Landform Creation: Geological Processes and Weathering

Geological Processes and Landform Development

The Geological Cycle

The geological cycle involves several key processes that shape the Earth's surface:

1. Orogenesis: Internal processes responsible for the formation of mountains.
2. Gliptogenesis: The wearing down of reliefs through the erosion and transport of materials to marine basins, driven by both internal and external processes.
3. Lithogenesis: The formation of rocks through internal and external processes.

External Geological Processes

Weathering

Weathering is the breakdown of rocks at the Earth's surface. It can be categorized as follows:

A) Mechanical (Physical) Weathering

This process is primarily driven by temperature changes and other physical conditions:

• Solar Radiation and Temperature: Temperature variations between poles and the equator, as well as daily fluctuations, cause stress in rocks.
• Pressure and Wind: Wind is generated by pressure differences and can contribute to abrasion.
• Precipitation: Creates stresses, particularly in high-altitude and equatorial regions.

Key mechanical weathering processes include:

• Frost Wedging (Gelidraction): Water seeps into cracks, freezes, and expands in volume by 9-10%, exerting pressures up to 2000 atm, which fractures the rock.
• Differential Expansion: Daily temperature changes cause minerals to expand and contract at different rates. For example, dark minerals heat up and expand more than light-colored minerals, leading to non-homogeneous expansion and contraction that fatigues and crumbles the rock.
• Pressure Release (Unloading): As erosion removes overlying material (overburden), the underlying rocks expand suddenly, causing them to fracture in sheets.

B) Chemical Weathering

This involves changes in the chemical structure of mineral grains within rocks.

• Solution: The process where composite particles are disaggregated by a solvent, like water, which acts as a dipole.
• Carbonation: A specific type of solution where carbon dioxide dissolved in water creates carbonic acid, which converts insoluble materials (like calcium carbonate) into soluble ones.
• Hydration: The incorporation of water molecules into a mineral's structure, causing it to increase in volume and become more susceptible to mechanical attack.
• Hydrolysis: The chemical breakdown of a compound due to reaction with water, often breaking down salts into their constituent acids and bases.
• Oxidation: The reaction of minerals (especially those containing iron) with oxygen, often transported by water, to form oxides and hydroxides.

C) Biological Weathering

This is the action of living organisms on rocks.

• Chemical Action: Algae can decompose calcium carbonate (CaCO3) deposits.
• Mechanical Action: Burrowing animals excavate the ground. Some organisms digest calcium from limestone, forming domes. Plant roots can grow into fractures (diaclases), acting as levers that widen the cracks, especially when moved by the wind.

Slope Processes

1. Gravity-Driven Processes

• Falls and Avalanches: The rapid descent of large masses of rock.
• Slides: The movement of material along an inclined surface, which can be slow or fast.
• Creep or Flow: The slow, gradual movement of soil and regolith downslope.

2. Fluvial Processes on Slopes

These processes are driven by water flow on steep hillsides.

• Gullies (Cárcavas): Large channels or cracks formed on steep slopes by torrential rain, especially on erodible materials like slippery clays.
• Fairy Chimneys (Hoodoos): Isolated rock pinnacles formed by erosion, where a more resistant caprock protects the softer rock underneath.
• Rills and Sinkholes: Surface water flowing over soluble rock (like limestone) can dissolve it, producing large grooves and depressions.

Karstic Landscapes

A karst landscape is a set of landforms developed over soluble bedrock, such as limestone, through dissolution. The process begins when carbon dioxide (CO2) and water (H2O) react to form carbonic acid. This weak acid attacks and dissolves limestone (calcium carbonate, CaCO3), which is not soluble in pure water but becomes soluble through the process of carbonation.

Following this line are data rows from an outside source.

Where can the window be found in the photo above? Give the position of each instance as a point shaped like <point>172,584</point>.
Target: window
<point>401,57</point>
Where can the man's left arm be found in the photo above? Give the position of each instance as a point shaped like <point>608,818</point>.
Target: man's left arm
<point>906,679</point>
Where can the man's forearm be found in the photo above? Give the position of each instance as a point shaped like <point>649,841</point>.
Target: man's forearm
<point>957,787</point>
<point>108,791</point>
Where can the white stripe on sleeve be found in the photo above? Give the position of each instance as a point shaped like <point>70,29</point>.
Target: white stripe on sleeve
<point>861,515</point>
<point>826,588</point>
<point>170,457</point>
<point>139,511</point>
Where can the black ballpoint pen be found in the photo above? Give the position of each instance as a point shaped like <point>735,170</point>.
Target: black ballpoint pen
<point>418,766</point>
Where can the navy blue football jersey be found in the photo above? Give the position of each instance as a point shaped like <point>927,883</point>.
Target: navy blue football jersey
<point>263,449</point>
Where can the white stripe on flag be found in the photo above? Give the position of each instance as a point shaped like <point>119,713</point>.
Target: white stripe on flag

Exokarst (Surface) Features

• Dolines (Sinkholes): Closed, circular depressions that can originate from surface dissolution or the collapse of a cave roof. When two or more dolines merge, they form an uvala. The bottoms of these depressions may contain clay from the decalcification of insoluble impurities.
• Lapies (Karren): Micro-grooves or solution channels formed on the surface of limestone.
• Sinking Stream (Ponor): A point where a river disappears underground into the karstic system.
• Resurgence: A point where an underground river re-emerges on the surface.
• Canyons: Deep gorges carved by rivers through the limestone.

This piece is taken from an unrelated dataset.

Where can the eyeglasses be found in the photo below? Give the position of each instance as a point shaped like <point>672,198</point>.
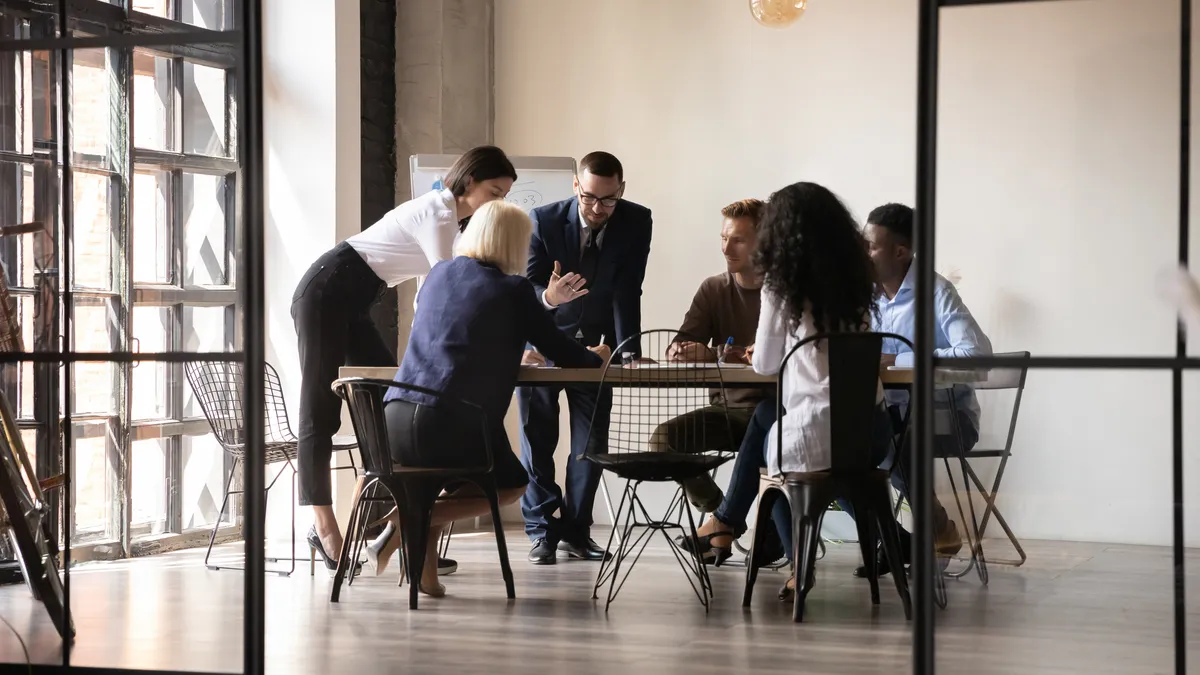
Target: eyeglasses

Endokarst (Subsurface) Features

These features form underground along fractures (diaclases) in the rock.

• Chasms and Caves: Vertical shafts (chasms) and horizontal passages (galleries) form a complex cave system.
• Speleothems (Stalactites and Stalagmites): When water rich in dissolved calcium carbonate enters a cave, the decrease in CO2 pressure causes the chemical reaction to reverse. The calcium carbonate precipitates out of the solution, forming stalactites (hanging from the ceiling) and stalagmites (growing from the floor).